Disco Gets Revenge at Go Bang!; Jason Kendig and Jackie House Take on the Endup
The "D-word." For a long time, disco was a taboo subject. As a popular phenomenon, it's still used as a touchstone for the musical (and general) excess of the 1970s. But at a deeper level, the genre at the root of modern dance music carries some somber baggage: it was the soundtrack to a free and exuberant decade in gay American life that was cut tragically short by the ravages of AIDS. San Francisco was hit particularly hard, which is partly why the sound fell out of favor in the late '80s and '90s: The memories and wounds were just too fresh. It was easier to forget and go underground than try to relive any aspects of that moment. Yet all things move in cycles, and for the past few years disco has enjoyed a renewed presence in San Francisco. Last Saturday I began my night at Go Bang!, a party that peddles the real thing -- there were no polyester pants, light-up dance floors, or John Travolta-inspired finger-pointers.
It'd been a while since I'd last been to Go Bang! Too long, in fact. The last time I checked in with the party, it was located at the now-shuttered Deco Lounge in the Tenderloin. Back then it had a funky, underground vibe and a devoted crowd that might best be described as familial. Nowadays, it's switched venues to The Stud, and I can't help but think it's been a positive change. As great a venue as the Deco Lounge was, the new digs have allowed the party to become what it was always intended to be. Or, at least, that's how it seemed while I stood at the bar shooting the shit with some friends.
While we talked, Jeremy Rosebrook DJed from a booth set up on the stage. He mixed his records using a Rane rotary mixer, blending a careful mixture that was equal parts bottom-heavy funk (War's "Good, Good Feeling") and diva-ish wailing (Diana Ross' "The Boss"). A lesser known fact about club sound is that rotary mixers, those large box-like, knob-covered devices from the '70s and '80s, add quite a bit of sonic punch compared to more modern designs (like, say, the current club-standard, line-fader Pioneer DJM 800). I'm not the right person to explain why this is, but let's just say they have a certain warm growl that can improve even the most modest of systems. This was certainly true on Saturday, as the Stud sounded better than I've ever heard it before, with each track booming out with a solid thump that caused the club's wooden interior to vibrate.

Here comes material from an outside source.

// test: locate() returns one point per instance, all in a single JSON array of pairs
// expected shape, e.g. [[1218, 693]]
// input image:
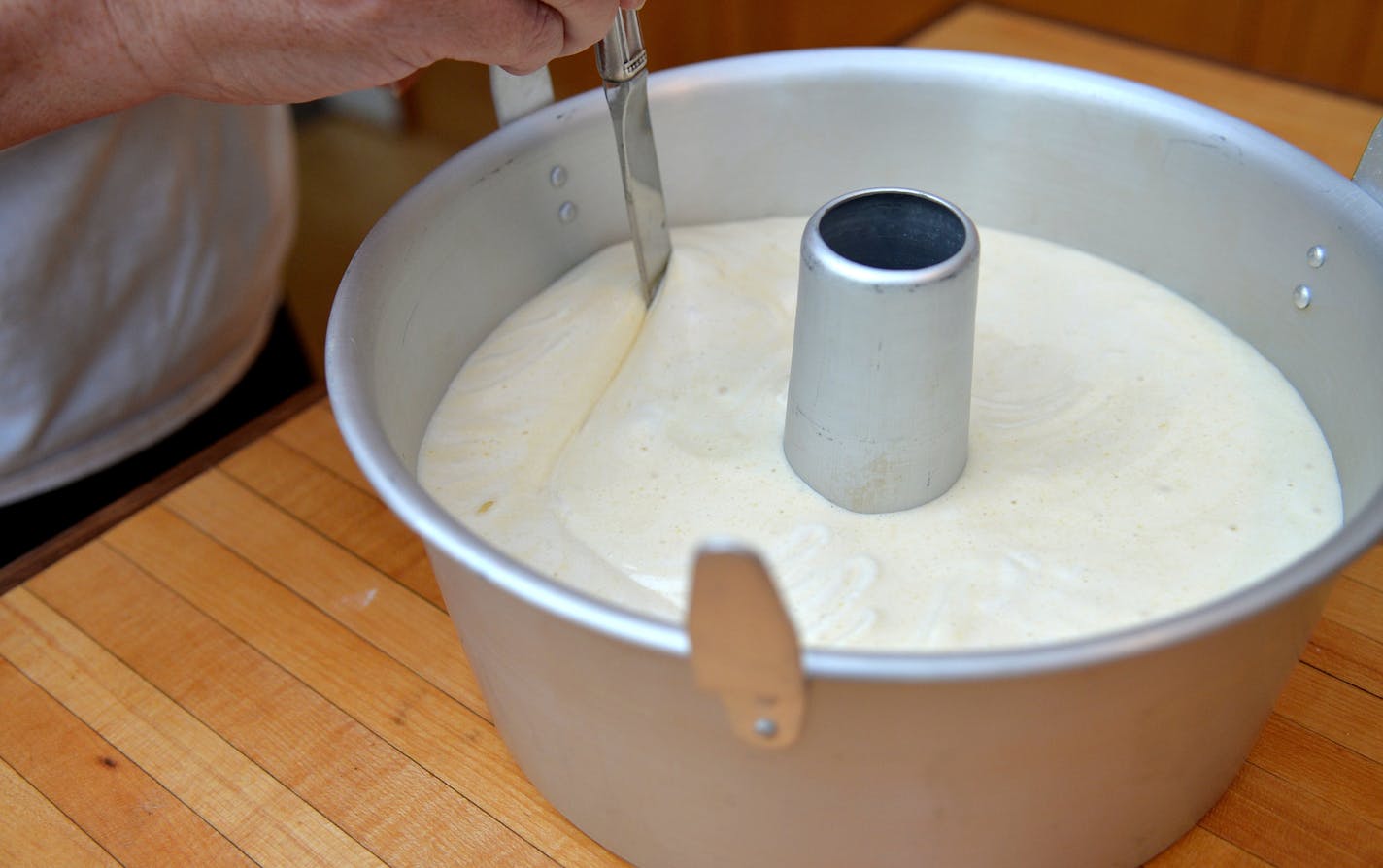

As I mentioned, there were no polyester pants or kitschy disco wear (well, beyond a girl in full-on Faye Dunaway '70s disco dress). Instead, the dancefloor was a mix of energetic and animated men, mostly wearing T-shirts (some sporting ones that bore the party's slogan, "Go Bang! Atomic Dancefloor Disco Action"). They danced beneath the club's large collection of mirror balls, with speckles of light flickering down as the lights shot off in time with the music. "This is awesome! Why haven't I been here before?" said a friend who came with me.
"I didn't really expect this, but I like where he's going," said a DJ in reference to the music. Rosebrook had been replaced by Michael Serafini, the Chicago spinner who owns that city's Gramaphone record store. His direction was markedly different, moving from the intense disco of Phreek's "I'm a Big Freak (R U 1 2)" into a clamor of electronic, '80s-style percussion with a string of synthesized disco tracks like Stopp's "I'm Hungry" and Harry Thumann's "Underwater." Later, he would dip into loopy Chicago-style disco house, with tracky edits that stretched blips of piano riffs across careening stretches of minimalistic rhythm.
Then it was 2 a.m., and we were over at the Endup, dancing in freeze-frame between the bursts of its room-length strobe array. I was reminded of a Yelp review of the place, "Ohh, the endup, where everyone hits their rock bottom ... but has a blast getting there." We were headed toward the end of the night in the capable hands of Honey Soundsystem DJs Jason Kendig and Jackie House. The stabbing chords of Evil Fred's "Get On" ricocheted from the speakers, and the house lights turned on momentarily, temporarily illuminating the smiles throughout the room before plunging back into seedy darkness. It was the kind of set that pulls you in and doesn't let you go, which, of course, can be dangerous at a place like the End Up, where things only end when you make conscious decision to leave. Fortunately for us, they finished at 4 a.m., which meant we didn't have to stick around see the sun rise from the courtyard.